Conséquences de la fusion des conventions collectives CHRS et CCN66

La question — Paul Molac (LIOT)

M. Paul Molac appelle l'attention de M. le ministre du travail et des solidarités sur les conséquences de la fusion des conventions collectives des centres d'hébergement et de réinsertion sociale (CHRS) et de la convention collective nationale du 15 mars 1966 (CCN 66), dont l'entrée en vigueur est prévue le 1er août 2026. Cette réforme, engagée à l'initiative de l'État en 2021, suscite de vives inquiétudes parmi les acteurs du secteur sanitaire, social et médico-social. En Bretagne, le collectif interfédéral Soli-Ker Breizh, qui rassemble les principales fédérations et unions représentatives du secteur, alerte sur l'absence de pilotage interministériel, le manque de coordination entre les administrations concernées ainsi que sur l'absence de réponses opérationnelles permettant d'accompagner la mise en œuvre et le financement de cette réforme. Les conséquences financières sont désormais clairement identifiées, avec un surcoût estimé à près de 35 millions d'euros dès 2026, puis à 70 millions d'euros en année pleine à compter de 2027. Faute d'engagement financier explicite de l'État, ces charges risquent d'être supportées par les structures gestionnaires, très majoritairement des associations, au détriment de leur équilibre économique et de la qualité de l'accompagnement assuré en faveur des plus vulnérables. Cette situation nourrit une vive inquiétude parmi les acteurs concernés, qui rappellent n'avoir ni décidé cette réforme ni été en mesure d'en maîtriser les modalités de mise en œuvre. Ils considèrent qu'il appartient à l'État d'assumer pleinement les conséquences des décisions qu'il a prises.

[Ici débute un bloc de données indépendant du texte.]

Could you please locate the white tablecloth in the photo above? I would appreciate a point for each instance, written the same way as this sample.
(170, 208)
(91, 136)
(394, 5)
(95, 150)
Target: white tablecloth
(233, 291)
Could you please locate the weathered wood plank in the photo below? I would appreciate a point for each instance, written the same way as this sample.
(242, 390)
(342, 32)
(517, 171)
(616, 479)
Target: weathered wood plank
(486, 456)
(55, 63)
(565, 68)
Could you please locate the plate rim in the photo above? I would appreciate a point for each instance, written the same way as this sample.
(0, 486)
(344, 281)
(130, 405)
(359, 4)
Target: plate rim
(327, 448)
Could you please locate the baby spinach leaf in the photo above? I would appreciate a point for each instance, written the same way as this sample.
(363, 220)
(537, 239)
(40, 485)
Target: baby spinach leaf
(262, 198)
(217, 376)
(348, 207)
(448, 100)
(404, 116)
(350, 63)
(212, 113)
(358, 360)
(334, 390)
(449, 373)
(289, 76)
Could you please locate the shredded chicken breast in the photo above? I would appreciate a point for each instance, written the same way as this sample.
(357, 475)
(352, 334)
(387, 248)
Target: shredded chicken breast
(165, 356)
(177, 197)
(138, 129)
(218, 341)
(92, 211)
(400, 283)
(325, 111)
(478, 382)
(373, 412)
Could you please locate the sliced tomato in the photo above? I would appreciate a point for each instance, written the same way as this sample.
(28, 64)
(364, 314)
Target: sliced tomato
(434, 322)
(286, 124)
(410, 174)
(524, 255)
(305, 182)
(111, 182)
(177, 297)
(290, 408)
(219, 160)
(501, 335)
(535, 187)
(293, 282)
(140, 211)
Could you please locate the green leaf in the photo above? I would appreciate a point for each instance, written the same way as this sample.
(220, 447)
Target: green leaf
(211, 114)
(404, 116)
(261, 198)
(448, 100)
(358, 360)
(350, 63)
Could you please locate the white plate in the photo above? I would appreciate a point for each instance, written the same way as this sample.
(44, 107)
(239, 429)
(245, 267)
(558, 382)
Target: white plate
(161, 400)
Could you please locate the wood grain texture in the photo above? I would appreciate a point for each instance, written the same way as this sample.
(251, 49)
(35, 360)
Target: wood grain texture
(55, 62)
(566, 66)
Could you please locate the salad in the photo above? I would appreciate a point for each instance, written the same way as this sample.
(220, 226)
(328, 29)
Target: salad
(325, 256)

En conséquence, il lui demande quelles mesures le Gouvernement entend prendre afin d'assurer un pilotage effectif de cette réforme, de garantir le financement intégral des surcoûts qu'elle engendre afin d'éviter que les établissements et services concernés ne soient contraints d'en supporter seuls les conséquences financières.

Sans réponse à ce jour. Publiée le 7 juillet 2026, soit 42 jours d'attente. Le gouvernement dispose en principe de deux mois pour répondre à une question écrite ; les questions restées sans réponse tombent à la fin de la législature.